Determinants of supply
Price of the product
According to the law of supply, the price of the product will positively influence the quantity
supplied of the product. This is reflected by a movement along the supply curve. (change
in quantity supplied)
Non-price factors
A change in non-price factors will cause a shift in the supply curve. (change in supply)
,Non-price factors include:
1. Changes in cost of production
2. Changes in the state of technology
3. Changes in the number of sellers
4. Changes resulting from nature or abnormal circumstances (supply shocks)
5. Changes in the price of related goods
a. Goods in competitive supply - goods that are produced with the same
resources such that resources used in one good cannot be used to produce
the other
b. Goods in joint supply - goods that are produced jointly with the same
resources
6. Changes in producer expectations
7. Changes in government policies - eg: taxation and subsidy
<TAXES>
Indirect taxes are taxes imposed on spending of goods and services. An indirect tax has the
effect of increasing the marginal cost of production. There are 2 types of indirect tax:
1. Specific tax - tax that is levied as a fixed amount per unit sold, irrespective of the
price (upward and parallel shift)
2. Ad valorem tax - tax that is levied as a percentage of the selling price of the goods
(upward but pivotal shift)
, <SUBSIDIES>
A subsidy is a payment made by the government to producers to encourage the production
of certain goods, but not in exchange for any goods and services. A subsidy has the effect of
decreasing the marginal cost of production.
Market equilibrium
A state of balance between forces such that there is no tendency to change.
Price mechanism
The price mechanism is defined as the forces of demand and supply that determines the
allocation of resources between competing and alternative users.
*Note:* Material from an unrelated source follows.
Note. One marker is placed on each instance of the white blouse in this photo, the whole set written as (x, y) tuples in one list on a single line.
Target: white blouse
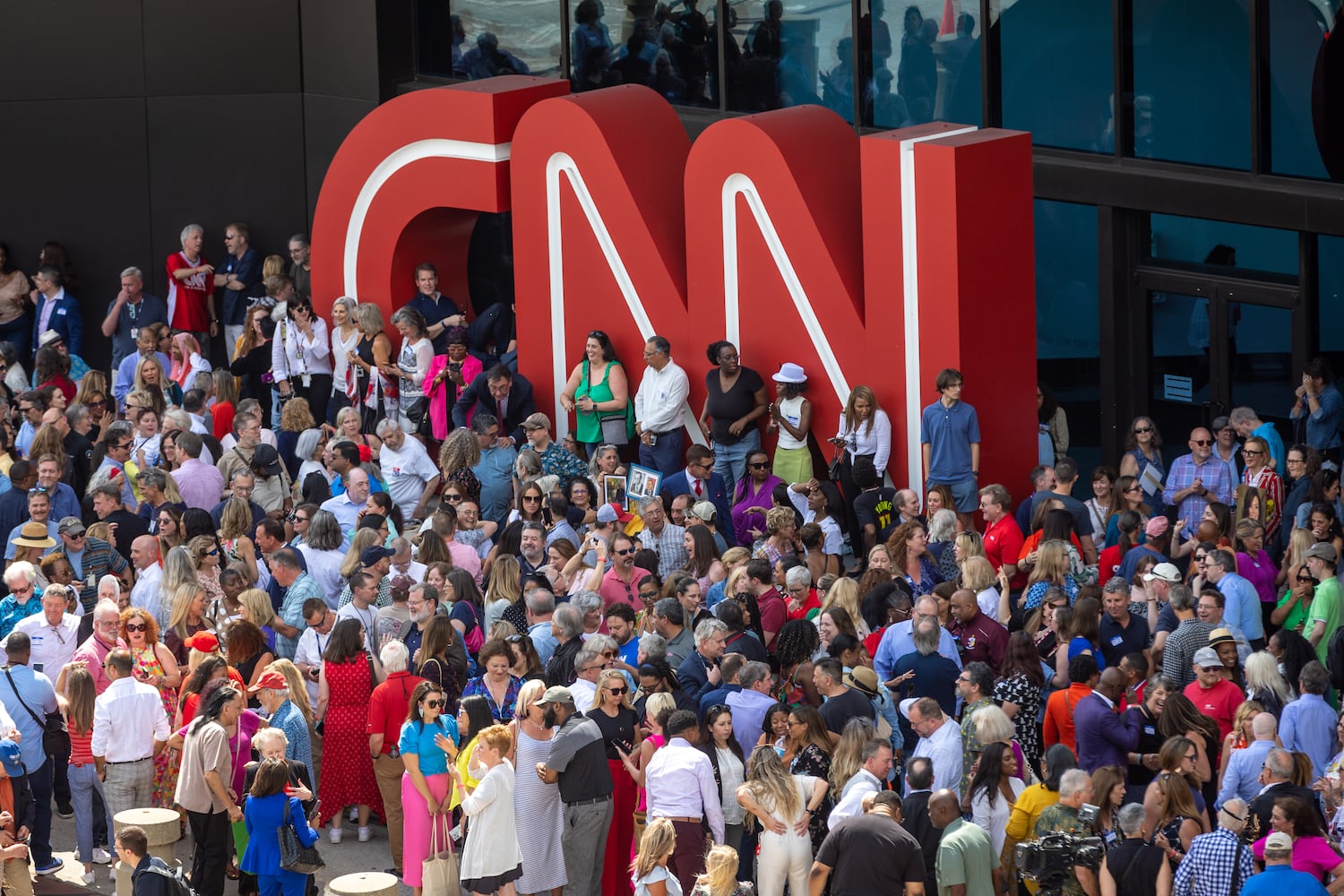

Prices play dual roles; they serve as signals and incentives.
- As signals, prices communicate information to decision-makers. As incentives, prices
motivate decision-makers to respond to the information.
Eg:
- To producers: higher prices signal to consumers that there is a shortage of
smartphones in the market. The higher prices also acts as an incentive for producers
to increase the quantity of smartphones supplied.
- To consumers: higher prices signal to consumers that smartphones are expensive in
the market. The higher prices also acts as a disincentive for consumers to increase
the quantity of smartphones demanded.
This ensures that the right amount of resources is allocated to the production of this good.